Sweet woodruff, Galium odoratum, grows well in areas of dense shade, especially when the soil is moist but well drained. Growing 6 to 10 inches high, sweet woodruff offers up a carpet of white flowers in the spring, and the fine-textured leaves smell like mowed hay.
A good ground cover under dense trees, the periwinkle, Vinca minor, has shiny evergreen leaves and forms a trailing ground cover. The periwinkle blooms in the spring with blue flowers and will cover areas both in deep shade and sun.
Full Sun Areas
Cushion spurge, Euphorbia polychrome, grows up to 18 inches high in a compact mound. Plant cushion spurge about 10 to 12 inches apart in full sun, although it will tolerate light shade.

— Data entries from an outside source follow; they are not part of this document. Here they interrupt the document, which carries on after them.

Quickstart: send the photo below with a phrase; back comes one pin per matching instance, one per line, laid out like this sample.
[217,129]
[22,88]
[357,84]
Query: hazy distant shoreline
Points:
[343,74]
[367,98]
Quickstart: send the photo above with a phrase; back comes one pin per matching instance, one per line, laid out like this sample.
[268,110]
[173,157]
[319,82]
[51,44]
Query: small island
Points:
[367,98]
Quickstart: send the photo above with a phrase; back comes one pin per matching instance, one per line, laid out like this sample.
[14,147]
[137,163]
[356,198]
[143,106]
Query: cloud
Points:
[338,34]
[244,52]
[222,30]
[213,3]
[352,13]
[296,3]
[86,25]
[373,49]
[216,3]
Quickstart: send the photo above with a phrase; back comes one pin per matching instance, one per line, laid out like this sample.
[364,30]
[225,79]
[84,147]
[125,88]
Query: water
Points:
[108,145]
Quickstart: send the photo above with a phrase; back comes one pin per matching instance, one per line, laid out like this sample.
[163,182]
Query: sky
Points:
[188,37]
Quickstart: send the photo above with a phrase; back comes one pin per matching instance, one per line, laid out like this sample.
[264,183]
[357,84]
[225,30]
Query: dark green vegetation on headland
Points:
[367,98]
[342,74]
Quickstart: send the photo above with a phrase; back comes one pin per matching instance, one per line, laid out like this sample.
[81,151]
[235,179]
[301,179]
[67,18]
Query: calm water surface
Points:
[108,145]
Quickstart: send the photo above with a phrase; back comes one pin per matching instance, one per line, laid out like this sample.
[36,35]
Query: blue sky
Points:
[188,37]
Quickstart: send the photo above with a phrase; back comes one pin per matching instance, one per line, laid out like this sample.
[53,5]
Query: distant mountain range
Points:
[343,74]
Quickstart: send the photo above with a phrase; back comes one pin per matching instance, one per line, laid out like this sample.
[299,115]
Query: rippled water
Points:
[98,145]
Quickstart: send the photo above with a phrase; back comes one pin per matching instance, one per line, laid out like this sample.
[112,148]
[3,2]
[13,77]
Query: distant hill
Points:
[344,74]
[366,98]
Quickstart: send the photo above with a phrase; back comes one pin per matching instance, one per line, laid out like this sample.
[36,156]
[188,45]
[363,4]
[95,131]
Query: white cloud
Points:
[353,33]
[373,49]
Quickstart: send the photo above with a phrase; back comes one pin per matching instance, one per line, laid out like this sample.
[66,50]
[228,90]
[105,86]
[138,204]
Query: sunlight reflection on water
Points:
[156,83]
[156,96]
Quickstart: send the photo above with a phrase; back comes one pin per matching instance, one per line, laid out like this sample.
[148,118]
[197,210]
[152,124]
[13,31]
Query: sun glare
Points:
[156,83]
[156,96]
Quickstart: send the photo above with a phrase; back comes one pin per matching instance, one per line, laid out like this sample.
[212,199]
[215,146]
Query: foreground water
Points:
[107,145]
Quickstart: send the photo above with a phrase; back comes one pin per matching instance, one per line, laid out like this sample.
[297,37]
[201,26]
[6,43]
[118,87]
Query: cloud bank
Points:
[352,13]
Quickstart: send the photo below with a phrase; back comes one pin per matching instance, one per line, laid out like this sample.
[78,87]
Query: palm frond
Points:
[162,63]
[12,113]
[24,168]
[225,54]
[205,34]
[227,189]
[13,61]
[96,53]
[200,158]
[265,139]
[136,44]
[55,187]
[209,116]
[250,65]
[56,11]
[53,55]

This drought-resistant perennial has yellow flowers in the spring and will add fall color to a hard-to-grow area when the leaves turn red as autumn weather turns cooler.
A wide variety of sedum, Sedum sp., are available in many leaf textures and colors. Sedum flowers come in hues of yellow and red. Sedum is a good choice for areas where soil is not easily amended, because it does not need fertile soil. A drought-tolerant succulent, sedum does best in rocky, well-drained soils. Depending on the variety, it will grow from 3 to 24 inches tall.
English ivy, Hedera helix, is an aggressive ground cover that grows to a height of only 3 to 4 inches but will climb if given the opportunity. There are many varieties of English ivy with glossy, variegated leaves. English ivy grows well in either sun or shade.
Moist soils will help the golden creeping Charlie, Lysimachia nummularia 'Aurea', spread quickly in moderate shade to full sun. The yellow leaves make it a striking creeper amongst other groundcovers. Creeping Charlie grows from 1 to 3 inches high.
Quick-growing groundcover plants are usually labeled as aggressive. Be careful when planting these in small areas, as they can quickly outgrow their designated space and take over adjoining spaces. Barriers can also be used to contain root runners, while deadheading will eliminate self seeding.